Solidarity Symbols: Thousands of soldiers wore black armbands in 1969 to support the Moratorium to End the War.
II. Major Legal and Protest Milestones
The Fort Hood Three (1966): Three soldiers refused to go to Vietnam, highlighting the connection between the Black freedom struggle in the U.S. and the Vietnamese struggle for self-determination.
Howard Levy (1967): An army dermatologist who used the "Nuremberg defense," arguing that he could lawfully refuse to train Green Berets because the U.S. was committing war crimes.
The Presidio Twenty-Seven (1968): Soldiers in a military jail staged a sit-in to protest the killing of a fellow inmate. They initially faced mutiny charges and possible death sentences before public outcry led to reduced charges.
III. The Impact of the Draft vs. the All-Volunteer Force (AVF)
The Draft as "Dark Democratization": Conscription blurred the civilian-military divide by forcing randomly selected people into the military, which integrated anti-war sentiment directly into the ranks.
The All-Volunteer Force (AVF): Created after the Vietnam War to "insulate" the military from civilian politics and prevent future internal resistance.
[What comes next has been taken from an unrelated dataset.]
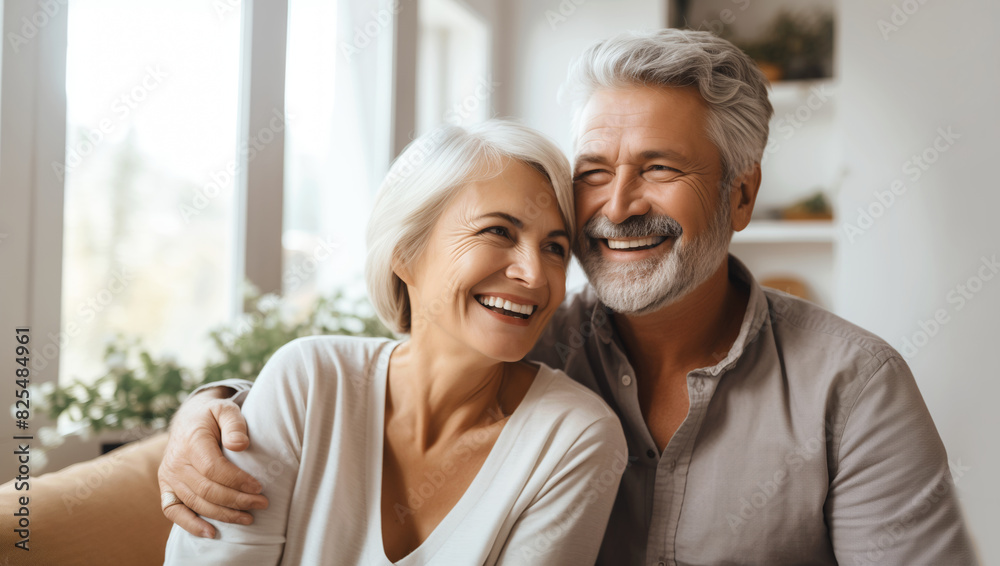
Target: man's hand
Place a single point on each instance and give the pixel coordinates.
(195, 470)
Recruitment in the AVF era: Now relies on "predatory recruitment" and the promise of welfare benefits (healthcare, education) that are often denied to civilian workers.
IV. Debunking Historical Myths
The Spitting Myth: The story of protesters spitting on returning GIs is a "tall tale" debunked by historians. Soldiers usually returned to isolated air bases, not civilian airports, and many protesters were veterans themselves.
V. Modern Resistance (The War on Terror)
Isolation of Dissent: Without the mass GI movement of the 1960s, modern resisters often face retaliation alone.
Conscientious Objectors: Soldiers like Kevin Benderman and Camilo Mejía were imprisoned for desertion after applying for conscientious objector status.